Actually, the City of Seattle takes a broad view of what constitutes a cultural space: Theaters, artist studios and galleries all qualify. So do nightclubs that have live music performances. Even the Woodland Park Zoo falls under the city's rubric. All told, Richter and his team have catalogued approximately 13 million square feet of cultural space in Seattle, although 7 million of that is the zoo itself. The sheer quantity surprised Richter.
"It's more than coffee shops in Seattle, more space than Amazon.com," he says.
And that helps him when he sits down with developers to talk about creating more such space in their new buildings.

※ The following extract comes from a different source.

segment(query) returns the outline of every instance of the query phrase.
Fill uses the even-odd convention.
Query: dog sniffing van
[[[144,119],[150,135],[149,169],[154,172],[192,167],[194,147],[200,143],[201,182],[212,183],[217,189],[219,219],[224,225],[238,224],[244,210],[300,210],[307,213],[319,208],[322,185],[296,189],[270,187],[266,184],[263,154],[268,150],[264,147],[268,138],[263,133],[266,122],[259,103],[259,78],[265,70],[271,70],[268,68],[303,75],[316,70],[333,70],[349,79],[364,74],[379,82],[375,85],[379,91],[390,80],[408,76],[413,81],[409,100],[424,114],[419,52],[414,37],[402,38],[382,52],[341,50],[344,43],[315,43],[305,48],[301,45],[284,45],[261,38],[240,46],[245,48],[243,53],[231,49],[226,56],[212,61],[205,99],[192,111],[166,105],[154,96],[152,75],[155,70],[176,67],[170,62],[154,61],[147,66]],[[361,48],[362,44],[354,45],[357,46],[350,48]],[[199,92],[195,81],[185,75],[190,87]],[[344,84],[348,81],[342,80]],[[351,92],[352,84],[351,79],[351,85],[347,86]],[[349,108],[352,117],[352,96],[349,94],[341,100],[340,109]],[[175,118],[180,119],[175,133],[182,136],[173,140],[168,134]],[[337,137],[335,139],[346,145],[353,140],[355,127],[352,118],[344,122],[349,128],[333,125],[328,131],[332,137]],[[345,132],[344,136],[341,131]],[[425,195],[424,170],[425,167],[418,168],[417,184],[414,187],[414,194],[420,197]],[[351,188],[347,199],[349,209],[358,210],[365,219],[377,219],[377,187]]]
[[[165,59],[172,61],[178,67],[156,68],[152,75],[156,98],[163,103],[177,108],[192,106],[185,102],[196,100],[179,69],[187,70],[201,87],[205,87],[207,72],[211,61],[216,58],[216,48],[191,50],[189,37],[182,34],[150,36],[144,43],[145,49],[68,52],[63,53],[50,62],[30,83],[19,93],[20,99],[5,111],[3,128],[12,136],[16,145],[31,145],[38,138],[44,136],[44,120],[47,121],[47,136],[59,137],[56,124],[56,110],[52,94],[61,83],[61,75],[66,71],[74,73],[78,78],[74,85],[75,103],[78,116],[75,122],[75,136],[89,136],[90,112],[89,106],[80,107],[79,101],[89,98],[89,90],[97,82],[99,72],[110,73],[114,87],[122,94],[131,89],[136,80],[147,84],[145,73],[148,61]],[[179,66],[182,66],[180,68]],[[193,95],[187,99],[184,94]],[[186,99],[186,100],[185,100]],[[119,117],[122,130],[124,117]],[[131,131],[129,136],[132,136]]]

Last autumn, Seattle's Office of Arts and Culture convened a citywide forum to talk about cultural space and affordability. Richter says the commercial development model has helped to generate studio space for working artists, but they've had a much harder time finding affordable housing or live/work space in Seattle itself. That's no different from the situation for other demographic groups that don't earn big salaries in this increasingly expensive city.
As construction gears up again following the long and lingering Great Recession, commercial developers are looking to maximize the profit from their properties. That's an impulse Richter recognizes, but he wants to give the developers a little incentive to include gallery or theater or artist live/work space in new projects. He points to the kinds of incentives given to green development as a model for what he'd like to see when it comes to cultural space.
Cultural Space Liaison may be the perfect job for Richter. He's worked in theater, as a fine woodworker, as a journalist, and he's created not one but two cultural spaces himself. The most recent, ConWorks, was a multidisciplinary arts facility in South Lake Union. Richter says where some people see empty buildings, he sees opportunity.
"Is this real estate, or is this art?" he asks. "That's a question I find totally fascinating."
Richter's biggest task as he finishes up his first year on the job is to roll out a set of tool kits, for artists and for developers interested in working on cultural space. Now that construction is revving up in Seattle, Richter says many arts organizations in the city are looking to renovate, expand or build new space. His job is to help them realize their dreams.